Maybe it was the dorm master—after all, I had been screaming like someone possessed only moments ago.
But there were too many shifting factors around me lately, so I stayed wary.
"Who is it?"
The moment the words left my lips, I realized it wasn't the dorm master—my perception failed to register any presence at the last second. In fact, it felt as if no one was standing on the other side of the door at all.
Yet my hand was already on the handle, halfway through pulling it open, when a familiar voice slipped in like fresh morning dew.
"Hey, Vic~"
Outside my door stood a young woman with long golden locks, strands like threads of sunlight cascading down her back. She was stunning—breathtaking, really.
No, truly.
Aurhea Aurel was the last person I expected to find at my room, and for a moment, the air seemed to leave my lungs.
"Council pres—"
Her smile bloomed brighter, cutting me off mid-word.
"Big sis."
"…"
***
"Congratulations on your new rank, Vic. Well…two of them. Sorry I'm late for the first one."
We were tucked into a booth at a fast-food café, Aurhea across from me. A waiter swung by, snuck about three too many glances at her, scribbled down our orders, and came back with my strawberry milkshake.
I gave him a deadpan look for his questionable work ethics, then turned to Aurhea.
"Wow, you already heard. News travels fast."
Her eyes darted to my milkshake—bright, pink, foamy—and then down to her own plain black coffee. Something like buyer's remorse flashed across her face.
"I did not peg you as the strawberry milkshake type," she muttered.
"I didn't either," I said with a shrug, then took a dramatic sip through the straw.
The way she stared at my milkshake like it had personally betrayed her—and then back at her sad cup of coffee—was hilarious. Honestly, watching her regret her life choices while my drink sparkled in the sunlight became the best part of the day.
I leaned forward with a grin.
"Hey, you know what? You should try it."
Aurhea's eyes lit up instantly, brighter than I'd ever seen.
"R-really?"
"Yeah, of course—" I glanced at the empty glass, slurping up the last pink foam. "Oh. Whoops. Guess I already finished it. Bummer."
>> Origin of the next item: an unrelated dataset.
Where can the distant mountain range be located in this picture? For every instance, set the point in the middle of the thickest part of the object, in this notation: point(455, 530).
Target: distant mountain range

Aurhea slumped backwards against her side of the booth with deadpan disappointment as she let out a despairing sigh and shot me a narrow glare full of mock scorn like a kicked puppy.
"You're actually pretty evil, Vic."
"I don't know what you're talking about." I put on my best look of innocence and casually flagged the waiter with a flick of my hand, like it was a signal.
Then I smiled sweetly.
"Evil would be ordering the last strawberry milkshake this café has to offer."
And right on cue, the waiter set it down in front of me.